Fernando de Haro

Enarenar

L os manifestantes que el sábado intentaron rodear el Congreso, que parece que le han cogido gusto, seguramente no han leído a Azorín. La barricada, al menos la postmoderna, se compadece poco con las letras. El que fuera gran cronista contaba a principios del siglo pasado cómo las fuerzas de orden, si estimaban que en los aledaños iba a producirse jarana, mayormente política, cubrían los adoquines de la carrera de San Jerónimo con arena. Para que los cascos de los caballos del Ejército no resbalaran. A aquello se le llamaba «enarenar». Luego llegaban las cargas y los sables se desnudaban o se quedaban en púdico resguardo.

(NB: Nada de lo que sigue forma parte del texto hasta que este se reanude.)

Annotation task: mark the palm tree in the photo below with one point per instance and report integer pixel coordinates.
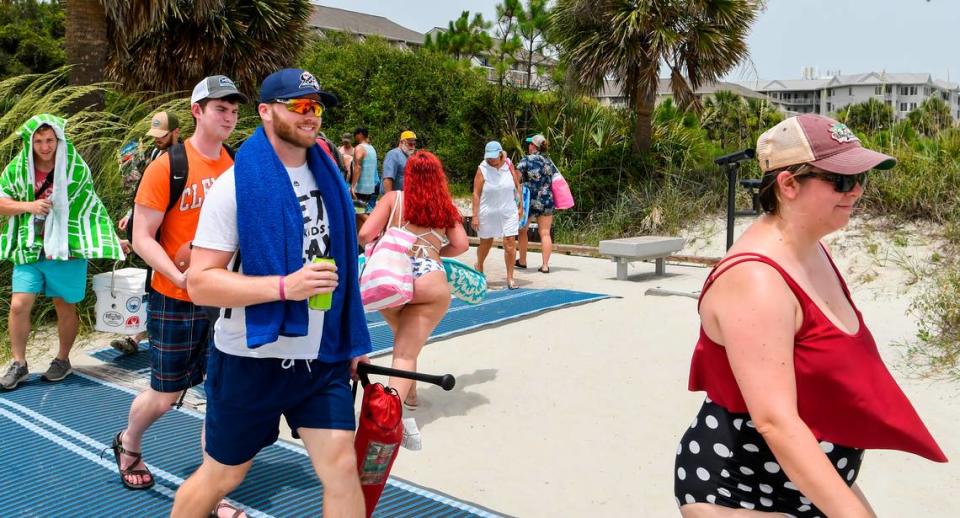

Las detenciones y los altercados se han producido después de que los que reivindicaban tutela de sus derechos la emprendieran contra los coches de Policía, que ya se sabe que para eso están. Con esa falta de formas pierden cualquier argumento y la discusión es seria: ¿es lícito enarenar a comienzos del siglo XXI? En todas las democracias de nuestro entorno hay una regulación sobre la protección de las que se llaman «zonas de paz». En Berlín, las manifestaciones ante el Bundestag tienen que estar autorizadas por el Ministerio del Interior. En Reino Unido la decisión es también policial. En Bélgica, están prohibidas. No hay que rasgarse las vestiduras y conviene entrar a fondo en el debate. En realidad, lo que hace divertida la democracia son precisamente los límites entre diferentes derechos.

El proyecto de ley de seguridad ciudadana, que ha causado la protesta, extiende la exigencia de comunicar previamente una manifestación ante el Congreso aunque esté vacío, comunicación prevista en la ley del 83 para aquellas concentraciones en un lugar de tránsito público. Que se discuta si es un disparate no ya enarenar, sino ponerle una multa de 30.000 euros al que se salte el anuncio, pero con palabras, no con piedras. Como haría el maestro Azorín.